Before my family and I returned to our hike down the mountain, I was distinctly aware that I was experiencing time not sequentially, in a series of moments, but static, in only one moment. One undefinable moment, as if time was stilled; or, set aside for us to witness and to breath and to play by the clear, barely stirring lake surrounded by mature alpine trees and multi-million year old rock with grayish faces as young and as old as the latest freeze-thaw cycle. I knew that I was experiencing a unique state of mind and soul and an awareness to the fundamental natural laws of being. And, sadly, while my family and I were living that moment, I knew that what we were experiencing would end...and end all too soon.
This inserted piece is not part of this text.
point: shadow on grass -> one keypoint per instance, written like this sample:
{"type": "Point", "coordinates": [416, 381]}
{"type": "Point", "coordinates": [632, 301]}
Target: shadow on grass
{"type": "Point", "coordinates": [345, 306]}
The hike down the mountain was full of longing for that one moment spent at Williams lake.
I heard no sound but Earth's silence that always fell into place between the muffled chatter of my family. I felt no breeze but the air passing in and out of my lungs. I felt the warm grass wear I sat next to the lake's shore, and I worried about crushing some precious species of life. I felt the sun on my head, though I felt the chill, too -- a kind of painless death, but without the sadness of loss -- when the clouds crossed over and buried us in darkness. I felt the ceasing of heat, rather than the dilution of it, in the lake's water, too, when I dipped my left hand in its clear glass as if to prove the lake was real.
When this was a sea.
When we return home.
When the Pterosaur glided.
When our house is sold.
When salt choked the crustacean.
When we find alien life.
When I am buried.
When the mountain crumbles.
When they return here.
When the air swells.
When they are elderly.
When the sun swells.
When all is dust.
When all is dust.
This audible silence. These thoughts. This moment of truth. These thoughts.
Some would feel blessed. Some would feel God’s presence. I felt everything, and all in a moment of knowing the expanse of the reality across time, from the primordial to the collapse of existence; an understanding that this moment is unique, and it will end, and it will end all too soon.
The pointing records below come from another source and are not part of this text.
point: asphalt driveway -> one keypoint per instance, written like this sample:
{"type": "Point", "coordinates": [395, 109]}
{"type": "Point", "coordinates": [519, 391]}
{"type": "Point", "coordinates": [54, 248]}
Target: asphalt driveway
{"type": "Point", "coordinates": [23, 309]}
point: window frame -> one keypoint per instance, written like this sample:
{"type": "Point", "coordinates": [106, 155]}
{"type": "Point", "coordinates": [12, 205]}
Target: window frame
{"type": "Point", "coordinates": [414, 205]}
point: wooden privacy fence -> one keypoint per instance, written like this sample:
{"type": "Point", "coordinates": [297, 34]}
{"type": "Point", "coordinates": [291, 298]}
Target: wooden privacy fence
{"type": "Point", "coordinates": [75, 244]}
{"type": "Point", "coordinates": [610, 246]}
Will I ever have such moments again? I can’t know. What I do know is when my family and I were hiking back to our car some 2 miles away and 1700 feet downhill, I knew that I was leaving something behind, and that something was us; a moment of experience I can never re-capture so definitively. My family and I did dwell forever in a moment, and that moment is now recorded in the memory of a mountain in the middle of a high plain New Mexico desert.
Life became ordinary again for me once we reached the parking lot, though life should never be so.